Sameep Padora is a practising architect and principal of the design studio sP+a in Mumbai. He received his diploma in architecture from Academy of Architecture went on to study at SCI-Arc in Los Angeles, and received his Masters from the Graduate School of Design, Harvard University in 2005.
His firm’s projects have received numerous international awards including The Architectural Review’s Emerging Architecture Award in London, the MARMOMACC International Award Architecture in Stone in Verona and the WAN 21 for 21 Award for 21 Emerging International Practices for the 21st century, earlier this year.
Most recently he has collaborated on a research project for the ‘Uneven Growth’ Tactical Urbanisms exhibition at the Museum of Modern Art, New York. The studio has 25 architects and works on projects ranging from small scale urban interventions to large scale developments in India.

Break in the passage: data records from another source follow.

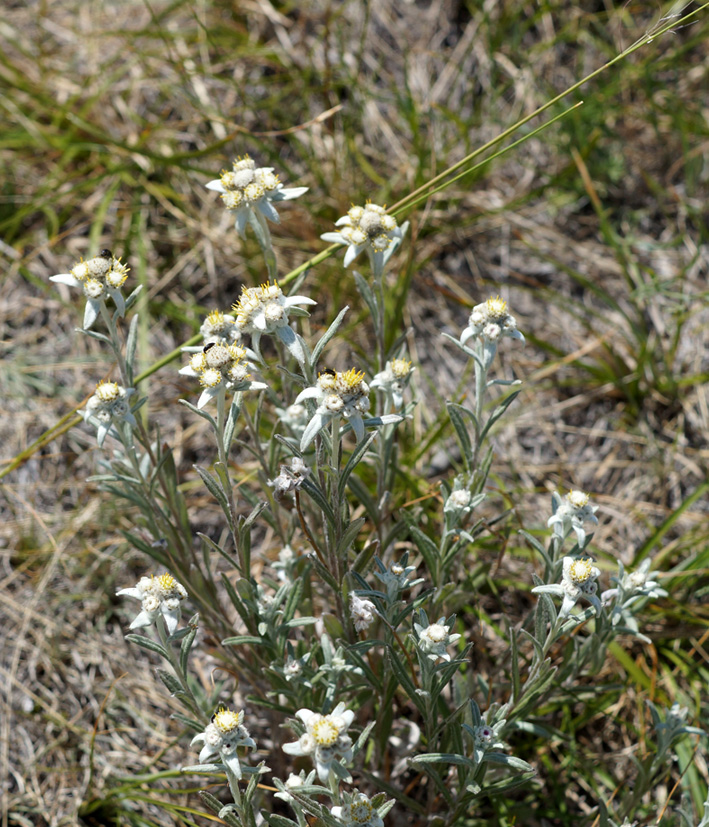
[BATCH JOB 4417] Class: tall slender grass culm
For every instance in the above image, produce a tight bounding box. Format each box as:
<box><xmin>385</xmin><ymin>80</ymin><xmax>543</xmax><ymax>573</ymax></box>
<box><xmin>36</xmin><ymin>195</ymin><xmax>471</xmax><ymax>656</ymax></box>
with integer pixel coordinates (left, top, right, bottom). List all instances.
<box><xmin>2</xmin><ymin>2</ymin><xmax>708</xmax><ymax>826</ymax></box>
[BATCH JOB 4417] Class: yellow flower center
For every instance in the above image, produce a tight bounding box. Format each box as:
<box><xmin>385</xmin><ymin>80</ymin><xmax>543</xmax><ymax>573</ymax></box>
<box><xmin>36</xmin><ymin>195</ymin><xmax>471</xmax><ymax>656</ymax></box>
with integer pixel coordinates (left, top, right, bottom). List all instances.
<box><xmin>485</xmin><ymin>296</ymin><xmax>508</xmax><ymax>319</ymax></box>
<box><xmin>337</xmin><ymin>368</ymin><xmax>366</xmax><ymax>393</ymax></box>
<box><xmin>569</xmin><ymin>558</ymin><xmax>594</xmax><ymax>584</ymax></box>
<box><xmin>311</xmin><ymin>716</ymin><xmax>339</xmax><ymax>746</ymax></box>
<box><xmin>390</xmin><ymin>358</ymin><xmax>412</xmax><ymax>379</ymax></box>
<box><xmin>95</xmin><ymin>381</ymin><xmax>121</xmax><ymax>402</ymax></box>
<box><xmin>213</xmin><ymin>708</ymin><xmax>241</xmax><ymax>733</ymax></box>
<box><xmin>156</xmin><ymin>573</ymin><xmax>178</xmax><ymax>591</ymax></box>
<box><xmin>351</xmin><ymin>799</ymin><xmax>374</xmax><ymax>823</ymax></box>
<box><xmin>567</xmin><ymin>490</ymin><xmax>590</xmax><ymax>508</ymax></box>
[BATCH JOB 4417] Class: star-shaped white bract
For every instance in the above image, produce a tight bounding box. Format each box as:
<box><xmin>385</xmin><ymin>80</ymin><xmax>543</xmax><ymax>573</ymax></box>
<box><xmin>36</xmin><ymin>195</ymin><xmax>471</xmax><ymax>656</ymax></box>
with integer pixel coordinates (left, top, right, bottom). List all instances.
<box><xmin>414</xmin><ymin>617</ymin><xmax>462</xmax><ymax>662</ymax></box>
<box><xmin>51</xmin><ymin>250</ymin><xmax>130</xmax><ymax>329</ymax></box>
<box><xmin>533</xmin><ymin>555</ymin><xmax>602</xmax><ymax>618</ymax></box>
<box><xmin>179</xmin><ymin>341</ymin><xmax>267</xmax><ymax>409</ymax></box>
<box><xmin>295</xmin><ymin>368</ymin><xmax>402</xmax><ymax>450</ymax></box>
<box><xmin>282</xmin><ymin>702</ymin><xmax>355</xmax><ymax>783</ymax></box>
<box><xmin>206</xmin><ymin>155</ymin><xmax>308</xmax><ymax>238</ymax></box>
<box><xmin>116</xmin><ymin>572</ymin><xmax>188</xmax><ymax>634</ymax></box>
<box><xmin>190</xmin><ymin>707</ymin><xmax>257</xmax><ymax>780</ymax></box>
<box><xmin>231</xmin><ymin>281</ymin><xmax>316</xmax><ymax>364</ymax></box>
<box><xmin>81</xmin><ymin>380</ymin><xmax>136</xmax><ymax>446</ymax></box>
<box><xmin>548</xmin><ymin>490</ymin><xmax>599</xmax><ymax>547</ymax></box>
<box><xmin>321</xmin><ymin>203</ymin><xmax>404</xmax><ymax>271</ymax></box>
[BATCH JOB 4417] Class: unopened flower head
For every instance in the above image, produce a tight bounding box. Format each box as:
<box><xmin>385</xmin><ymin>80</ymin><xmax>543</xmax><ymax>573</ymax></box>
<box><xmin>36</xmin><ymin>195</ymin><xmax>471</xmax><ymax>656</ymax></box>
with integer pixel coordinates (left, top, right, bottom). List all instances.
<box><xmin>548</xmin><ymin>489</ymin><xmax>599</xmax><ymax>547</ymax></box>
<box><xmin>190</xmin><ymin>706</ymin><xmax>256</xmax><ymax>779</ymax></box>
<box><xmin>321</xmin><ymin>202</ymin><xmax>404</xmax><ymax>271</ymax></box>
<box><xmin>621</xmin><ymin>558</ymin><xmax>667</xmax><ymax>599</ymax></box>
<box><xmin>282</xmin><ymin>702</ymin><xmax>355</xmax><ymax>782</ymax></box>
<box><xmin>116</xmin><ymin>572</ymin><xmax>188</xmax><ymax>634</ymax></box>
<box><xmin>370</xmin><ymin>358</ymin><xmax>415</xmax><ymax>408</ymax></box>
<box><xmin>414</xmin><ymin>617</ymin><xmax>462</xmax><ymax>662</ymax></box>
<box><xmin>374</xmin><ymin>556</ymin><xmax>419</xmax><ymax>598</ymax></box>
<box><xmin>82</xmin><ymin>380</ymin><xmax>136</xmax><ymax>446</ymax></box>
<box><xmin>331</xmin><ymin>790</ymin><xmax>386</xmax><ymax>827</ymax></box>
<box><xmin>231</xmin><ymin>281</ymin><xmax>315</xmax><ymax>363</ymax></box>
<box><xmin>206</xmin><ymin>155</ymin><xmax>308</xmax><ymax>237</ymax></box>
<box><xmin>51</xmin><ymin>249</ymin><xmax>130</xmax><ymax>329</ymax></box>
<box><xmin>444</xmin><ymin>482</ymin><xmax>473</xmax><ymax>519</ymax></box>
<box><xmin>274</xmin><ymin>769</ymin><xmax>317</xmax><ymax>805</ymax></box>
<box><xmin>350</xmin><ymin>593</ymin><xmax>377</xmax><ymax>633</ymax></box>
<box><xmin>180</xmin><ymin>341</ymin><xmax>266</xmax><ymax>409</ymax></box>
<box><xmin>460</xmin><ymin>296</ymin><xmax>524</xmax><ymax>352</ymax></box>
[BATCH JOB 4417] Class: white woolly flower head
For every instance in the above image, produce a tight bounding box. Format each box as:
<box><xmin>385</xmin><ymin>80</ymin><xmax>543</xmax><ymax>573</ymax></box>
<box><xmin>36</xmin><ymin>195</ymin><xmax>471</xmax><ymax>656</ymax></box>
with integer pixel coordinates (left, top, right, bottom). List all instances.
<box><xmin>206</xmin><ymin>154</ymin><xmax>308</xmax><ymax>237</ymax></box>
<box><xmin>282</xmin><ymin>702</ymin><xmax>355</xmax><ymax>783</ymax></box>
<box><xmin>321</xmin><ymin>202</ymin><xmax>405</xmax><ymax>271</ymax></box>
<box><xmin>179</xmin><ymin>341</ymin><xmax>267</xmax><ymax>409</ymax></box>
<box><xmin>231</xmin><ymin>280</ymin><xmax>316</xmax><ymax>364</ymax></box>
<box><xmin>116</xmin><ymin>572</ymin><xmax>188</xmax><ymax>634</ymax></box>
<box><xmin>414</xmin><ymin>616</ymin><xmax>462</xmax><ymax>662</ymax></box>
<box><xmin>349</xmin><ymin>593</ymin><xmax>377</xmax><ymax>633</ymax></box>
<box><xmin>296</xmin><ymin>367</ymin><xmax>402</xmax><ymax>450</ymax></box>
<box><xmin>51</xmin><ymin>249</ymin><xmax>131</xmax><ymax>329</ymax></box>
<box><xmin>460</xmin><ymin>296</ymin><xmax>524</xmax><ymax>350</ymax></box>
<box><xmin>199</xmin><ymin>309</ymin><xmax>241</xmax><ymax>346</ymax></box>
<box><xmin>373</xmin><ymin>555</ymin><xmax>420</xmax><ymax>599</ymax></box>
<box><xmin>533</xmin><ymin>555</ymin><xmax>603</xmax><ymax>619</ymax></box>
<box><xmin>190</xmin><ymin>706</ymin><xmax>257</xmax><ymax>779</ymax></box>
<box><xmin>331</xmin><ymin>790</ymin><xmax>387</xmax><ymax>827</ymax></box>
<box><xmin>274</xmin><ymin>769</ymin><xmax>317</xmax><ymax>805</ymax></box>
<box><xmin>548</xmin><ymin>489</ymin><xmax>599</xmax><ymax>547</ymax></box>
<box><xmin>370</xmin><ymin>357</ymin><xmax>415</xmax><ymax>408</ymax></box>
<box><xmin>81</xmin><ymin>380</ymin><xmax>136</xmax><ymax>446</ymax></box>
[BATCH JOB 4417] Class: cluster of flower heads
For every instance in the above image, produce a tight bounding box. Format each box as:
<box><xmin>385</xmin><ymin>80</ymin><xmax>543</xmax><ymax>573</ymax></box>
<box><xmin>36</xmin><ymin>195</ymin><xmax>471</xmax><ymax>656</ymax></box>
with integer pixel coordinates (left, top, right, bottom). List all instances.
<box><xmin>206</xmin><ymin>155</ymin><xmax>308</xmax><ymax>237</ymax></box>
<box><xmin>414</xmin><ymin>616</ymin><xmax>462</xmax><ymax>662</ymax></box>
<box><xmin>81</xmin><ymin>380</ymin><xmax>136</xmax><ymax>446</ymax></box>
<box><xmin>231</xmin><ymin>280</ymin><xmax>315</xmax><ymax>363</ymax></box>
<box><xmin>283</xmin><ymin>703</ymin><xmax>355</xmax><ymax>782</ymax></box>
<box><xmin>548</xmin><ymin>489</ymin><xmax>599</xmax><ymax>547</ymax></box>
<box><xmin>321</xmin><ymin>203</ymin><xmax>403</xmax><ymax>272</ymax></box>
<box><xmin>191</xmin><ymin>707</ymin><xmax>256</xmax><ymax>780</ymax></box>
<box><xmin>349</xmin><ymin>593</ymin><xmax>377</xmax><ymax>633</ymax></box>
<box><xmin>198</xmin><ymin>309</ymin><xmax>241</xmax><ymax>346</ymax></box>
<box><xmin>295</xmin><ymin>367</ymin><xmax>403</xmax><ymax>450</ymax></box>
<box><xmin>116</xmin><ymin>572</ymin><xmax>188</xmax><ymax>634</ymax></box>
<box><xmin>332</xmin><ymin>790</ymin><xmax>386</xmax><ymax>827</ymax></box>
<box><xmin>51</xmin><ymin>249</ymin><xmax>130</xmax><ymax>329</ymax></box>
<box><xmin>370</xmin><ymin>358</ymin><xmax>415</xmax><ymax>409</ymax></box>
<box><xmin>180</xmin><ymin>341</ymin><xmax>266</xmax><ymax>409</ymax></box>
<box><xmin>296</xmin><ymin>368</ymin><xmax>371</xmax><ymax>447</ymax></box>
<box><xmin>459</xmin><ymin>296</ymin><xmax>524</xmax><ymax>367</ymax></box>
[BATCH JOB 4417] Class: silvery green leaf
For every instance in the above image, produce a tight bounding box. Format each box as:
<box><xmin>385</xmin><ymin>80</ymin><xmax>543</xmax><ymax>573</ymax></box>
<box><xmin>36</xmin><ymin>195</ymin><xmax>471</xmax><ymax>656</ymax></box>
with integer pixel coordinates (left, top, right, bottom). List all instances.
<box><xmin>179</xmin><ymin>398</ymin><xmax>217</xmax><ymax>427</ymax></box>
<box><xmin>181</xmin><ymin>762</ymin><xmax>224</xmax><ymax>773</ymax></box>
<box><xmin>412</xmin><ymin>753</ymin><xmax>477</xmax><ymax>770</ymax></box>
<box><xmin>124</xmin><ymin>635</ymin><xmax>168</xmax><ymax>658</ymax></box>
<box><xmin>157</xmin><ymin>669</ymin><xmax>183</xmax><ymax>696</ymax></box>
<box><xmin>482</xmin><ymin>752</ymin><xmax>533</xmax><ymax>772</ymax></box>
<box><xmin>311</xmin><ymin>305</ymin><xmax>349</xmax><ymax>367</ymax></box>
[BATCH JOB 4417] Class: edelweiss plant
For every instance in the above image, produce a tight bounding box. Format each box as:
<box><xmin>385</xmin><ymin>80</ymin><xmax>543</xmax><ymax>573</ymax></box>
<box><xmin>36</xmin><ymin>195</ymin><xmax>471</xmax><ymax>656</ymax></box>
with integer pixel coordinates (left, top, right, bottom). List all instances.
<box><xmin>48</xmin><ymin>119</ymin><xmax>700</xmax><ymax>827</ymax></box>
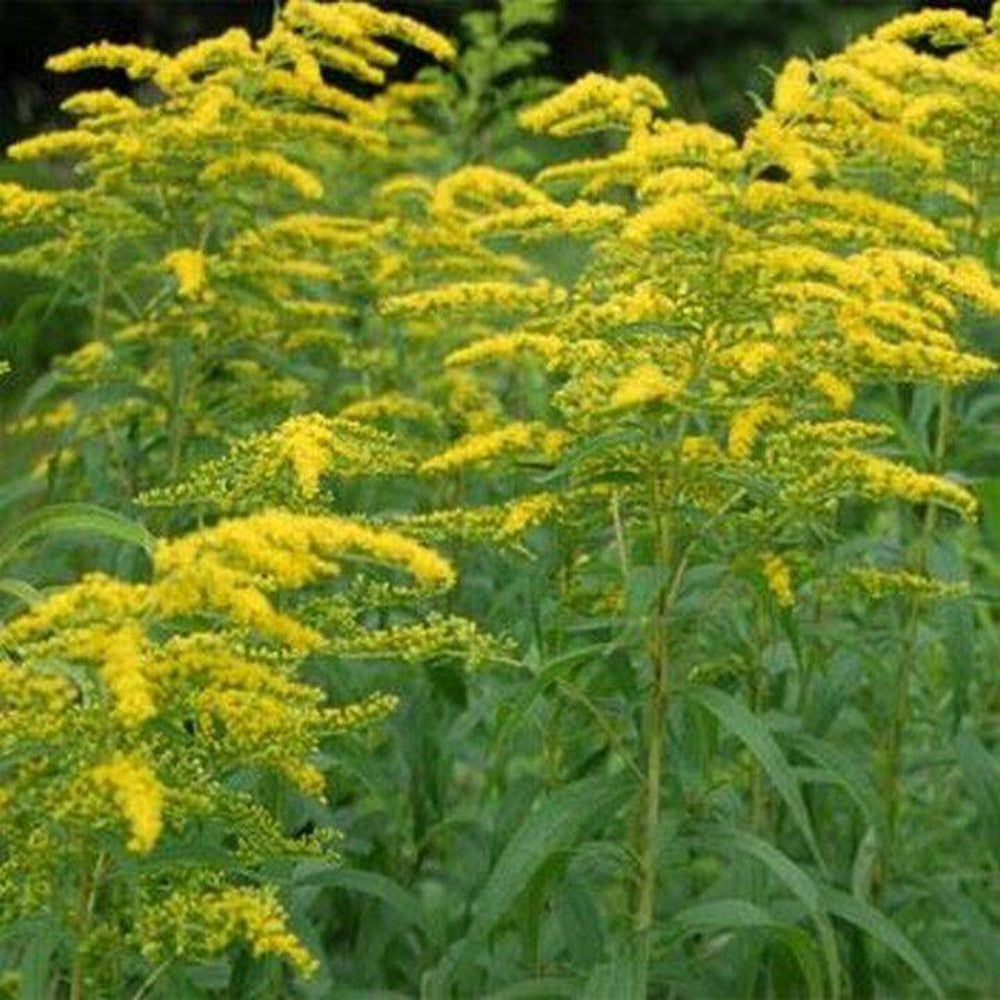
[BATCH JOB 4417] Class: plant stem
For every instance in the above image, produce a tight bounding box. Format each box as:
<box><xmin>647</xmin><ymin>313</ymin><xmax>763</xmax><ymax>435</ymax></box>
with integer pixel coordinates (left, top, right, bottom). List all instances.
<box><xmin>635</xmin><ymin>606</ymin><xmax>669</xmax><ymax>982</ymax></box>
<box><xmin>634</xmin><ymin>458</ymin><xmax>674</xmax><ymax>988</ymax></box>
<box><xmin>883</xmin><ymin>387</ymin><xmax>952</xmax><ymax>857</ymax></box>
<box><xmin>130</xmin><ymin>961</ymin><xmax>171</xmax><ymax>1000</ymax></box>
<box><xmin>69</xmin><ymin>851</ymin><xmax>106</xmax><ymax>1000</ymax></box>
<box><xmin>166</xmin><ymin>339</ymin><xmax>191</xmax><ymax>484</ymax></box>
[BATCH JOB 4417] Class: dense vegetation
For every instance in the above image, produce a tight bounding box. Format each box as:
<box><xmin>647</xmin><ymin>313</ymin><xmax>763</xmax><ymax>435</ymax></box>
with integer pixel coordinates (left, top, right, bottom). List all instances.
<box><xmin>1</xmin><ymin>1</ymin><xmax>999</xmax><ymax>997</ymax></box>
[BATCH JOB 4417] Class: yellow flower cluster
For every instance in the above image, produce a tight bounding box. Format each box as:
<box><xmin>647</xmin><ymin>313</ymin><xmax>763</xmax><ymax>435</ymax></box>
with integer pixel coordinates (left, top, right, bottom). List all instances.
<box><xmin>0</xmin><ymin>183</ymin><xmax>58</xmax><ymax>223</ymax></box>
<box><xmin>88</xmin><ymin>753</ymin><xmax>165</xmax><ymax>853</ymax></box>
<box><xmin>382</xmin><ymin>280</ymin><xmax>567</xmax><ymax>320</ymax></box>
<box><xmin>163</xmin><ymin>247</ymin><xmax>208</xmax><ymax>299</ymax></box>
<box><xmin>446</xmin><ymin>332</ymin><xmax>569</xmax><ymax>370</ymax></box>
<box><xmin>520</xmin><ymin>73</ymin><xmax>668</xmax><ymax>136</ymax></box>
<box><xmin>0</xmin><ymin>500</ymin><xmax>460</xmax><ymax>969</ymax></box>
<box><xmin>154</xmin><ymin>510</ymin><xmax>455</xmax><ymax>649</ymax></box>
<box><xmin>728</xmin><ymin>403</ymin><xmax>787</xmax><ymax>460</ymax></box>
<box><xmin>398</xmin><ymin>491</ymin><xmax>567</xmax><ymax>547</ymax></box>
<box><xmin>762</xmin><ymin>554</ymin><xmax>795</xmax><ymax>608</ymax></box>
<box><xmin>140</xmin><ymin>414</ymin><xmax>413</xmax><ymax>511</ymax></box>
<box><xmin>847</xmin><ymin>567</ymin><xmax>969</xmax><ymax>600</ymax></box>
<box><xmin>0</xmin><ymin>0</ymin><xmax>459</xmax><ymax>477</ymax></box>
<box><xmin>399</xmin><ymin>6</ymin><xmax>1000</xmax><ymax>558</ymax></box>
<box><xmin>201</xmin><ymin>151</ymin><xmax>324</xmax><ymax>201</ymax></box>
<box><xmin>811</xmin><ymin>371</ymin><xmax>854</xmax><ymax>413</ymax></box>
<box><xmin>610</xmin><ymin>363</ymin><xmax>683</xmax><ymax>411</ymax></box>
<box><xmin>838</xmin><ymin>452</ymin><xmax>978</xmax><ymax>521</ymax></box>
<box><xmin>420</xmin><ymin>422</ymin><xmax>568</xmax><ymax>475</ymax></box>
<box><xmin>140</xmin><ymin>886</ymin><xmax>316</xmax><ymax>974</ymax></box>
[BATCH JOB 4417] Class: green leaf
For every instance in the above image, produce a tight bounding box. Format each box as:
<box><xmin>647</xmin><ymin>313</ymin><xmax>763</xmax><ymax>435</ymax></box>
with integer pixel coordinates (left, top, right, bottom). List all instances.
<box><xmin>955</xmin><ymin>728</ymin><xmax>1000</xmax><ymax>861</ymax></box>
<box><xmin>0</xmin><ymin>577</ymin><xmax>42</xmax><ymax>609</ymax></box>
<box><xmin>500</xmin><ymin>0</ymin><xmax>559</xmax><ymax>35</ymax></box>
<box><xmin>820</xmin><ymin>888</ymin><xmax>943</xmax><ymax>999</ymax></box>
<box><xmin>0</xmin><ymin>502</ymin><xmax>153</xmax><ymax>570</ymax></box>
<box><xmin>675</xmin><ymin>897</ymin><xmax>782</xmax><ymax>933</ymax></box>
<box><xmin>698</xmin><ymin>827</ymin><xmax>841</xmax><ymax>998</ymax></box>
<box><xmin>672</xmin><ymin>899</ymin><xmax>824</xmax><ymax>1000</ymax></box>
<box><xmin>326</xmin><ymin>989</ymin><xmax>412</xmax><ymax>1000</ymax></box>
<box><xmin>686</xmin><ymin>686</ymin><xmax>825</xmax><ymax>871</ymax></box>
<box><xmin>426</xmin><ymin>775</ymin><xmax>628</xmax><ymax>998</ymax></box>
<box><xmin>482</xmin><ymin>978</ymin><xmax>578</xmax><ymax>1000</ymax></box>
<box><xmin>294</xmin><ymin>866</ymin><xmax>425</xmax><ymax>930</ymax></box>
<box><xmin>785</xmin><ymin>732</ymin><xmax>886</xmax><ymax>843</ymax></box>
<box><xmin>17</xmin><ymin>921</ymin><xmax>56</xmax><ymax>1000</ymax></box>
<box><xmin>495</xmin><ymin>642</ymin><xmax>616</xmax><ymax>753</ymax></box>
<box><xmin>581</xmin><ymin>941</ymin><xmax>643</xmax><ymax>1000</ymax></box>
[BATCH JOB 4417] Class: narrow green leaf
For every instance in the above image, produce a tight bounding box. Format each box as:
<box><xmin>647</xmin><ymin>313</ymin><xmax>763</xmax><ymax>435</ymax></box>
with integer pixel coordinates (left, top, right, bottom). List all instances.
<box><xmin>0</xmin><ymin>502</ymin><xmax>153</xmax><ymax>569</ymax></box>
<box><xmin>676</xmin><ymin>897</ymin><xmax>782</xmax><ymax>933</ymax></box>
<box><xmin>326</xmin><ymin>988</ymin><xmax>412</xmax><ymax>1000</ymax></box>
<box><xmin>0</xmin><ymin>577</ymin><xmax>42</xmax><ymax>609</ymax></box>
<box><xmin>699</xmin><ymin>827</ymin><xmax>841</xmax><ymax>998</ymax></box>
<box><xmin>686</xmin><ymin>686</ymin><xmax>825</xmax><ymax>871</ymax></box>
<box><xmin>955</xmin><ymin>729</ymin><xmax>1000</xmax><ymax>861</ymax></box>
<box><xmin>294</xmin><ymin>866</ymin><xmax>424</xmax><ymax>930</ymax></box>
<box><xmin>427</xmin><ymin>775</ymin><xmax>628</xmax><ymax>998</ymax></box>
<box><xmin>17</xmin><ymin>923</ymin><xmax>55</xmax><ymax>1000</ymax></box>
<box><xmin>581</xmin><ymin>942</ymin><xmax>643</xmax><ymax>1000</ymax></box>
<box><xmin>786</xmin><ymin>733</ymin><xmax>886</xmax><ymax>843</ymax></box>
<box><xmin>820</xmin><ymin>888</ymin><xmax>943</xmax><ymax>999</ymax></box>
<box><xmin>482</xmin><ymin>978</ymin><xmax>578</xmax><ymax>1000</ymax></box>
<box><xmin>673</xmin><ymin>899</ymin><xmax>824</xmax><ymax>1000</ymax></box>
<box><xmin>495</xmin><ymin>642</ymin><xmax>617</xmax><ymax>753</ymax></box>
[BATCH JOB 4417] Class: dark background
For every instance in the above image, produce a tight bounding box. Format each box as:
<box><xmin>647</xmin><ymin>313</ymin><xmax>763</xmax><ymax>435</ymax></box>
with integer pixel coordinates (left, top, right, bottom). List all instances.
<box><xmin>0</xmin><ymin>0</ymin><xmax>994</xmax><ymax>143</ymax></box>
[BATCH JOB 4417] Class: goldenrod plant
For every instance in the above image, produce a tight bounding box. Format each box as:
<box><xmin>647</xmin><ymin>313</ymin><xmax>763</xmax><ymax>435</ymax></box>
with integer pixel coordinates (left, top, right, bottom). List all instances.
<box><xmin>2</xmin><ymin>1</ymin><xmax>1000</xmax><ymax>998</ymax></box>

As a practice, they at sP+a believes that India’s vast breadth of socio-cultural environments require multifarious means of engaging with the country’s varying contexts. Type, Program, Design and Building processes are subservient to the immediacy of each project’s unique frame of reference.
The studio’s approach hence is to look to context as a repository of latent resources connecting production process and networks, appropriating techniques beyond their traditional use while allowing them to evolve and persist not just through preservation but more so through evolution.
The practice questions the nostalgia involved with the static ‘museumification’ of craft and tradition as well as the nature of what today comprises the ‘regional’ in contexts amplified by their place in global and regional networks. This attitude enables the practice to look at traditional project types, projecting their formal/ relational history within the paradigms of current socio-economic forces.